Ultimately, Miller said this year’s cause has very importantly brought an opportunity for DM to practice increased advocacy.

“Something we talk about with hunger is that it is silent and invisible,” Miller said. “When you look at a kid and you see them smiling and dancing on stage, you can’t tell how long it’s been since their last meal.”

Adding to the mission of bringing the organization’s narrative to life, Blessings in a Backpack brought out heroes to DM to dance and celebrate with students. Kadaja and Sadaja Anderson, 13, and Briana Keeton, 11, said that while they enjoyed going on the stage, seeing themselves on the big screen and watching the older students dance, they said the best part of their experience has been meeting people.

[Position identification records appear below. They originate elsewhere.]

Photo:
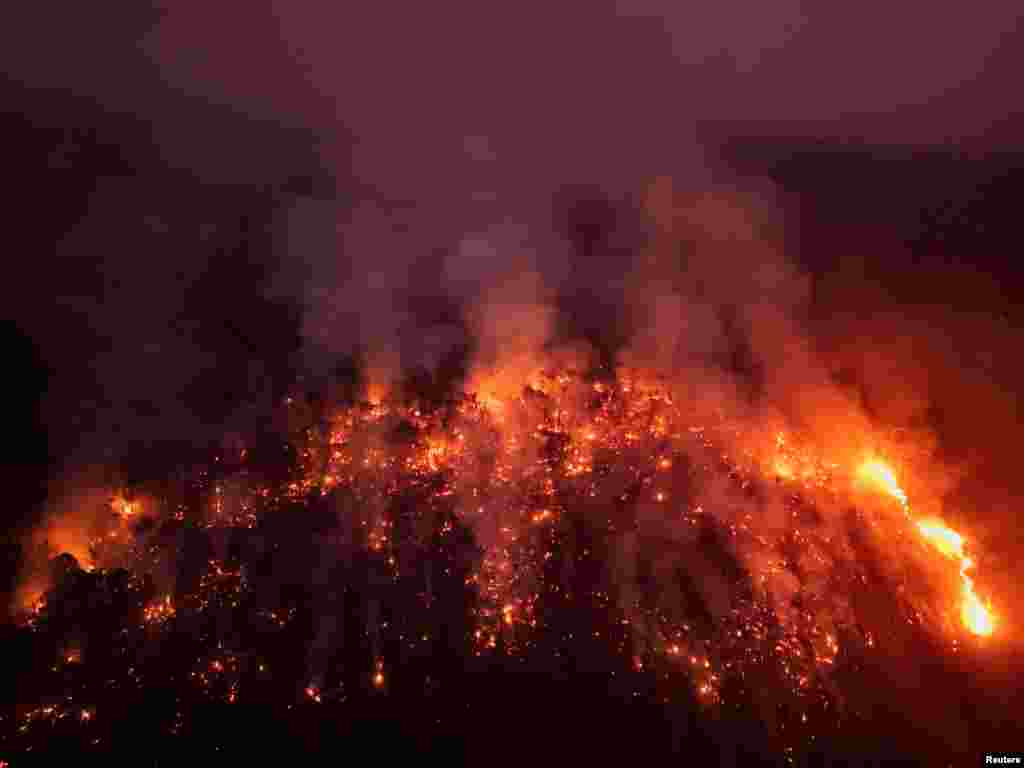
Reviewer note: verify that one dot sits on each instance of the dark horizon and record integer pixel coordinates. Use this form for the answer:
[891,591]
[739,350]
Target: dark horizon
[217,212]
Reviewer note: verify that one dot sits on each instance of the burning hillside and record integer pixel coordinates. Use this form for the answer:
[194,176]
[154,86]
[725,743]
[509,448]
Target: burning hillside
[715,559]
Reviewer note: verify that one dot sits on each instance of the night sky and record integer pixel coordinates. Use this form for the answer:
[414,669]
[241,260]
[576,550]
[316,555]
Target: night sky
[212,209]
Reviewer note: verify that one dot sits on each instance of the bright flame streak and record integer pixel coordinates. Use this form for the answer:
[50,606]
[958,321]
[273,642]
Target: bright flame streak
[879,474]
[948,542]
[975,615]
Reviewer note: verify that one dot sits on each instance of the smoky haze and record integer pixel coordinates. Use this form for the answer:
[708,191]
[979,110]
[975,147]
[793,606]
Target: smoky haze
[483,176]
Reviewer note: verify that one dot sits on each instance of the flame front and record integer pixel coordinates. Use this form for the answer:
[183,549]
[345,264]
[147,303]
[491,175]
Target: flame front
[975,615]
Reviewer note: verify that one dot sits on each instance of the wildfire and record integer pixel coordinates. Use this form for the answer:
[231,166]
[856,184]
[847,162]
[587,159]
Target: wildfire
[975,615]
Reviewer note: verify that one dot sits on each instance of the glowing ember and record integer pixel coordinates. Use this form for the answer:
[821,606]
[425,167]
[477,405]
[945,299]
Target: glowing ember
[976,616]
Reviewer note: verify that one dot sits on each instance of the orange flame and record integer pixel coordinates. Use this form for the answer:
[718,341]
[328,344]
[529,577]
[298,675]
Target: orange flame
[976,616]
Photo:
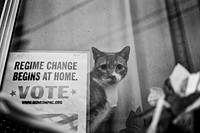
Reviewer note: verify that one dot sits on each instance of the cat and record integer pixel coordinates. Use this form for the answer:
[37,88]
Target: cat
[109,69]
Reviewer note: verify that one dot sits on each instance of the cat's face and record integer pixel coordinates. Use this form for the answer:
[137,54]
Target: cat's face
[110,68]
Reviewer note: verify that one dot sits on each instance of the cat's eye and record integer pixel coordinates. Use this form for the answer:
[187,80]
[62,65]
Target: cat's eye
[119,67]
[104,67]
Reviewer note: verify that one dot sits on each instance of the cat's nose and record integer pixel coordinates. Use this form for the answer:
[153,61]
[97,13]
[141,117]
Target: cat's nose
[113,77]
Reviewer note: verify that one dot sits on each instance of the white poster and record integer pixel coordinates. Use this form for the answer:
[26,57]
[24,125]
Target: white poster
[52,85]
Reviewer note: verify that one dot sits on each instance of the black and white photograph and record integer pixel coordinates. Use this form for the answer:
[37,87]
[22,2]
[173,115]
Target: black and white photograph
[100,66]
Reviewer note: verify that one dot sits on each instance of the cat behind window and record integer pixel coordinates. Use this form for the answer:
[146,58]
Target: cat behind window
[109,69]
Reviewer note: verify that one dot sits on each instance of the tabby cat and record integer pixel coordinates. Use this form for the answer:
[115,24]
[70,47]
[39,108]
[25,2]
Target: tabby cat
[109,69]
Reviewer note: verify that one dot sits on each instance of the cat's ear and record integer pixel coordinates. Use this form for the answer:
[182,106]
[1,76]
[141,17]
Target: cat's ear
[96,53]
[125,53]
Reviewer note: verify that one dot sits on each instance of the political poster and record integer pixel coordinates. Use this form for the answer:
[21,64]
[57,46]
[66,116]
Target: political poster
[52,85]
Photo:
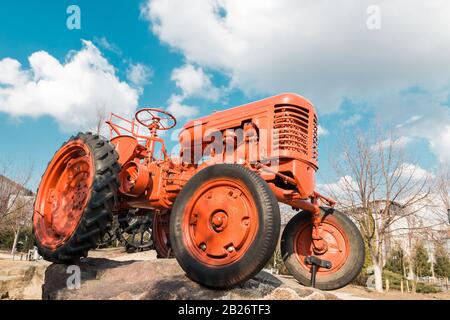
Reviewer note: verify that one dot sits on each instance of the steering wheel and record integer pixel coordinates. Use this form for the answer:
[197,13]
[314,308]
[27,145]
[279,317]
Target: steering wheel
[156,119]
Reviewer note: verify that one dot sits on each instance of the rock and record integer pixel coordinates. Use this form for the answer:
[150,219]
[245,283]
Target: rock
[161,280]
[21,280]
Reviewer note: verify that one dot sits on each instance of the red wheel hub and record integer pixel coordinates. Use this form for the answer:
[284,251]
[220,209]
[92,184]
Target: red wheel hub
[337,245]
[63,194]
[220,222]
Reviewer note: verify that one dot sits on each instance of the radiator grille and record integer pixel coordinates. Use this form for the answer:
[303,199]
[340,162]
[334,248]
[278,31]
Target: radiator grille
[291,124]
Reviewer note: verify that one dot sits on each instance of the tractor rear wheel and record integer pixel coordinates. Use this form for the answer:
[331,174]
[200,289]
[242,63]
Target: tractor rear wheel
[224,226]
[76,196]
[345,249]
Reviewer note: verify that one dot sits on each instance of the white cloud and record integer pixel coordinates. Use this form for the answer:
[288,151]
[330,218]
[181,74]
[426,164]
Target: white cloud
[179,109]
[415,172]
[72,92]
[440,144]
[103,43]
[409,121]
[193,83]
[400,142]
[321,131]
[352,120]
[139,74]
[322,50]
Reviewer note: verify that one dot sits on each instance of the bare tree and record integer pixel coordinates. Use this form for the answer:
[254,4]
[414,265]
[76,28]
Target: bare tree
[379,190]
[15,199]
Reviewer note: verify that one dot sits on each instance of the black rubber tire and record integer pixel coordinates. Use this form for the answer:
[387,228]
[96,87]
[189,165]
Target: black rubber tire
[162,251]
[97,217]
[352,266]
[260,250]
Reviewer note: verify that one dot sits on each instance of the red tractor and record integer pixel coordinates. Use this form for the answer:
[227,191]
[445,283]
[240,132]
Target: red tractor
[214,206]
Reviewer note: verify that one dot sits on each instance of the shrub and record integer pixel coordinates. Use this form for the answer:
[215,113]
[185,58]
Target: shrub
[426,288]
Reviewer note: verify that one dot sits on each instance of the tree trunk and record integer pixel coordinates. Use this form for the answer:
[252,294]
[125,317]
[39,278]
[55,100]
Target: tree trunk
[16,238]
[378,275]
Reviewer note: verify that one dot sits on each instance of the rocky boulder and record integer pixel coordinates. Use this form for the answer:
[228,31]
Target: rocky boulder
[21,279]
[161,279]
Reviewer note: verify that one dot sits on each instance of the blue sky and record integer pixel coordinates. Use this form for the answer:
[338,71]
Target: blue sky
[356,77]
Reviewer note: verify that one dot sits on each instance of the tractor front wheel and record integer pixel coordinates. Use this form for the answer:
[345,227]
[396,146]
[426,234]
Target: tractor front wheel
[224,226]
[345,249]
[74,203]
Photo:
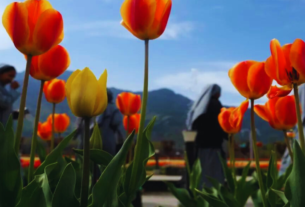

“They were good to us,” Kadaja Anderson said. “They were telling us stuff like we can be smart, we can get to any college if we want to.”

Shannon Fitzgerald, Blessings in a Backpack’s associate director of development and the organization’s liaison to DM, talked about the impact DM has had on their organization since they were selected as the primary beneficiary. Fitzgerald said in the past year, Blessings in a Backpack has attracted 20,000 people to their website—which she said is a huge deal considering they are a small nonprofit.

Blessings in a Backpack has also seen an increase in the amount of attention they’ve been receiving on social media, mostly a result of videos posted by DM and students participating in the 30-hour event that they have been able to retweet and share online, Fitzgerald said.

Miller recounted one of the speakers who told a story about how a little girl came up to her this week and said that because of Blessings, she can finally fall asleep because her stomach doesn’t growl anymore.

“This is the first time that it’s been easier for a bigger portion of the tent to put themselves in the heroes’ shoes,” Miller said. “Imagine what you might feel 30 minutes before dinner, and if that was prolonged for an entire weekend — that’s something that is very, very powerful.”